The flagship feature of zoomerjoin is are the tidy joins for strings using the Jaccard distance, but zoomerjoin also allows you to join vectors using Euclidean distance. This can be useful for joining addresses or coordinates in space.
Unlike other nearest-neighbor methods such as KD-trees, the joins do not slow down as the dimension of the coordinates increases, so zoomerjoin can be used can be used to find close points in a high-dimensional space (such as word embeddings).
For this demonstration, I create a simulated dataset of 10^5 points distributed uniformly within a 100-dimensional hypercube. I join this to another dataset which is a copy of the first with each point shifted an tiny random amount.
n <- 10^5 # number of data points
d <- 10^2 # dimension
# Create a matrix of 10^6 observations in R^100
X <- matrix(runif(n * d), n, d)
# Second Dataset is a copy of the first with points shifted an infinitesimal
# amount
X_2 <- as.data.frame(X + matrix(rnorm(n * d, 0, .0001), n, d))
X <- as.data.frame(X)
I now want to join these two datasets together. The Euclidean joins
take 3 hyperparameters: n_bands
, band_width
,
and r
. Which all have to be chosen for the problem domain
(although the defaults are generally sensible).
I use the euclidean_probability
function in the package
to understand the probability that two observations at distance of .01
from each other are indentified as a match at a variety of
hyperparameter configurations.
euclidean_probability(.01, n_bands = 5, band_width = 8, r = .25)
#> [1] 0.9993764
euclidean_probability(.1, n_bands = 5, band_width = 8, r = .25)
#> [1] 0.2141322
euclidean_probability(.01, n_bands = 10, band_width = 4, r = .15)
#> [1] 0.9999999
euclidean_probability(.1, n_bands = 10, band_width = 4, r = .15)
#> [1] 0.4956251
euclidean_probability(.01, n_bands = 40, band_width = 8, r = .15)
#> [1] 1
euclidean_probability(.1, n_bands = 40, band_width = 8, r = .15)
#> [1] 0.16091
Using n_bands=40
, band_width=8
, and
r=.15
seems to provide a good balance between identifying
all true matches (as pairs less than .01 apart are guaranteed to be
found) with reducing the number of un-promising comparisons (as pairs
greater than .1 apart are unlikely to be compared). I then use the
euclidean_inner_join
to find all matching pairs across the
two datasets:
set.seed(1)
start <- Sys.time()
joined_out <- euclidean_inner_join(
X,
X_2,
threshold = .01,
n_bands = 40,
band_width = 8,
r = .15
)
n_matches <- nrow(joined_out)
time_taken <- Sys.time() - start
print(paste("found", n_matches, "matches in", round(time_taken), "seconds"))

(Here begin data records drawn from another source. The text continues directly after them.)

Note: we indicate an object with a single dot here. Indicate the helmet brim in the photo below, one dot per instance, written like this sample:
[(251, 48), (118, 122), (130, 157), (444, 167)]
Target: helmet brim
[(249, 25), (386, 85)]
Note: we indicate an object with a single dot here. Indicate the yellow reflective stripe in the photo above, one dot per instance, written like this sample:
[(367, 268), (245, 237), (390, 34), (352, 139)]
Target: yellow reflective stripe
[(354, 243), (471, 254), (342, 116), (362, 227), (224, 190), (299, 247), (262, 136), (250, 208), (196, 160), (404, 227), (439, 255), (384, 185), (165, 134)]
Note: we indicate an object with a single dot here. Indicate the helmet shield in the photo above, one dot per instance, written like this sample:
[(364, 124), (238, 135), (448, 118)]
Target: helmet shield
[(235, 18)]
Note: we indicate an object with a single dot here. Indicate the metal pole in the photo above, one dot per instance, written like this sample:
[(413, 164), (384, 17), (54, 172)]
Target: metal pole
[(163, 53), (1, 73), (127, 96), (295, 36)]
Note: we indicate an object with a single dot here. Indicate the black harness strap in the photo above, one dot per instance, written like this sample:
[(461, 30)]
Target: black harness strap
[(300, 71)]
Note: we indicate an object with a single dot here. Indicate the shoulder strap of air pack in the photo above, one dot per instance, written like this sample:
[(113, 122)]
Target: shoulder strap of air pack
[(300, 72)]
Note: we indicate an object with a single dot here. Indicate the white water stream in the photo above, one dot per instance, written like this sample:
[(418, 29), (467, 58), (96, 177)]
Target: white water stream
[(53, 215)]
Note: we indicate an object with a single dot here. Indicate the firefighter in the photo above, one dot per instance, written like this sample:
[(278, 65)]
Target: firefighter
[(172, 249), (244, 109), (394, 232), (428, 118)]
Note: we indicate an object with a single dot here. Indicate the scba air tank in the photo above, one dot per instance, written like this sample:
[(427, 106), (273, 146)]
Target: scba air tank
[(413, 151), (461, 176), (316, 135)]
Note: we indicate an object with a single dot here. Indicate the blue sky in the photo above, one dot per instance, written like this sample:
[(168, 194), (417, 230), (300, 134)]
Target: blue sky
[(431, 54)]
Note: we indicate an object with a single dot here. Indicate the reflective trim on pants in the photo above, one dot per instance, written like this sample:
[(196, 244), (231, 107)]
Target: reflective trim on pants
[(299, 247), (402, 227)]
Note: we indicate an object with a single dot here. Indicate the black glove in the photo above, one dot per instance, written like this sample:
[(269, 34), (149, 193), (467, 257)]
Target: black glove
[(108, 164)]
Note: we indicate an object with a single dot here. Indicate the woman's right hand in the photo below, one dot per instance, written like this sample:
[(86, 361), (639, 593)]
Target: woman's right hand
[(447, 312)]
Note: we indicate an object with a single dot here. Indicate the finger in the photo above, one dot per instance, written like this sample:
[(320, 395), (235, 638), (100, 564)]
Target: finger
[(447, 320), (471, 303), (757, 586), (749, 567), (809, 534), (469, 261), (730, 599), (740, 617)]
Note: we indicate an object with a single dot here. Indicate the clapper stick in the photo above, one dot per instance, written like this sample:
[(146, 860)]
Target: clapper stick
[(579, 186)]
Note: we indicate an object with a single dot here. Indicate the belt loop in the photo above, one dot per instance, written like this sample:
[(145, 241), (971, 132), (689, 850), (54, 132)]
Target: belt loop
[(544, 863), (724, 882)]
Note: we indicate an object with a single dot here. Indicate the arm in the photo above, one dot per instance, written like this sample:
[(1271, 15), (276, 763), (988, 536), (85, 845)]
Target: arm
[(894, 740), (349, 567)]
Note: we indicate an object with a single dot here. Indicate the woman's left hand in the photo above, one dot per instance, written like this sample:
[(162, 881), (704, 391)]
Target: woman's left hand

#> [1] "found 100000 matches in 13 seconds"
Zoomerjoin is able to easily find all pairs in just under 30s (perhaps longer on the runner that renders the website), even though the points lie in high-dimensional (d=100) space. This makes zoomerjoin a useful tool when trying to join or find matches between datasets of word or document embeddings.